The European Central Bank should follow the U.S. Federal Reserve in putting more emphasis on welfare when it’s setting policy, even if that would mean inflation exceeded its target temporarily, ECB Governing Council member Olli Rehn said.
The Fed said recently it would let the jobs market run hotter in the future to help lower-income families, an unusual foray into social policy that has historically been off-limits to central banks.
But Rehn argued that the new economic realities guiding the Fed also applied to Europe. Low unemployment no longer comes at the cost of rapid inflation, so central banks can afford to boost social inclusion.
“If this is the case, from the point of view of economic and social welfare, it makes sense to accept a certain period of overshooting while taking into account the history of undershooting,” Rehn, Finland’s central bank governor, said in an interview.
Rehn is among the first European policymakers to publicly discuss the social impact of policies, especially on low-income workers. His comments suggest a departure from the narrower interpretation of the ECB’s inflation-fighting mandate.
French central bank chief Francois Villeroy de Galhau also argued recently that besides inflation, the ECB should also look at employment and income distribution when setting policy.
At issue is a guiding principle of modern central banking, that inflation accelerates as unemployment falls, so central banks have to cool the jobs market to stop prevent inflation.
While the euro zone created around 10 million jobs in the seven years before the coronavirus, inflation stayed well below the ECB’s target of just below 2% despite extraordinary stimulus.
Rehn added that the ECB should also study the merits of making up for lost inflation, as the Fed plans to do as it moves to average inflation targeting by letting inflation rise above target after a period of misses.
“While price level targeting as suggested by (Former Fed Chair) Ben Bernanke or average inflation targeting is open to criticism from the point of view of communication, in this context is nevertheless worth exploring in depth,” Rehn added.
The ECB is currently reviewing its policy strategy and is expected to refine its own target late this year or early next year.
While the discussion is still open, Rehn advocated setting on a single-point target, ditching its current formulation of “below but close to 2%,” since this created an impression of asymmetry.
“This would also imply that we would accept inflation overshooting the point target or undershooting the point target for a period of time, as long as we’re on path to converging to our medium term, symmetric price stability target,” he added.

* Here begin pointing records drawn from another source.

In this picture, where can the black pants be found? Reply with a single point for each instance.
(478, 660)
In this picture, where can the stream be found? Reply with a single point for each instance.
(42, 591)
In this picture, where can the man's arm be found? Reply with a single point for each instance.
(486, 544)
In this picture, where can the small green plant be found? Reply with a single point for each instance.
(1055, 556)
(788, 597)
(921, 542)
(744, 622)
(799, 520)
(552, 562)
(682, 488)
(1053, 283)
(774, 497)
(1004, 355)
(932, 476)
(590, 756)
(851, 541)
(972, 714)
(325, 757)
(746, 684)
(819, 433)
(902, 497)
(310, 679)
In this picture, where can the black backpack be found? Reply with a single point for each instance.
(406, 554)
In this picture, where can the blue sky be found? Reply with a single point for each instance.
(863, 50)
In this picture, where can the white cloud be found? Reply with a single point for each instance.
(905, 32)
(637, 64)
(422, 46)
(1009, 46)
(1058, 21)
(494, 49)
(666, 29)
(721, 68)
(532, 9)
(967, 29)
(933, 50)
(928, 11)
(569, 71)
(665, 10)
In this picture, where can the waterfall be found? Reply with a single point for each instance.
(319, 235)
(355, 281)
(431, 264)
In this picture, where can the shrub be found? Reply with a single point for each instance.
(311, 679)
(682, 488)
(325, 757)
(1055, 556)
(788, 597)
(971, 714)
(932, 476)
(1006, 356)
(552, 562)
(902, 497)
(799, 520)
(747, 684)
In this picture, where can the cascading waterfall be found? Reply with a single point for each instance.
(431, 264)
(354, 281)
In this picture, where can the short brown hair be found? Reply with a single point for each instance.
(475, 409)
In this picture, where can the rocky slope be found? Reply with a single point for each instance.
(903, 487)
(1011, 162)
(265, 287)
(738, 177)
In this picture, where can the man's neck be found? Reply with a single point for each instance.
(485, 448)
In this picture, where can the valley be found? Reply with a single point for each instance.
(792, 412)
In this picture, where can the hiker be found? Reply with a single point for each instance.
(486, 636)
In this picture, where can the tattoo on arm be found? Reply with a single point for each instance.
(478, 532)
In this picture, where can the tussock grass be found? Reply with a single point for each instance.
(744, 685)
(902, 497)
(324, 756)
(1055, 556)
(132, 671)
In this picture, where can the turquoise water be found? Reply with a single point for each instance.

Rehn admitted that a greater emphasis on social issues could at some point conflict with its primary inflation mandate, but said any such conflict was well beyond the medium term, the bank’s usual focus horizon.
In fact, near-term prospects are at risk of underperforming the ECB’s own muted expectation as a fresh wave of the pandemic forces governments to impose more restrictions on everyday life, Rehn said.
“Some recent indicators, especially from the service sector, have been somewhat disappointing, which amplifies the downside risk to the economic recovery,” he added. “The shape of the recovery in my view could be best described as a truncated square root.”
He added that initial 2023 growth and inflation projection to be published in December will be key, but inflation risks were on the downside and it was better for the ECB to be safe than sorry when it comes to providing stimulus.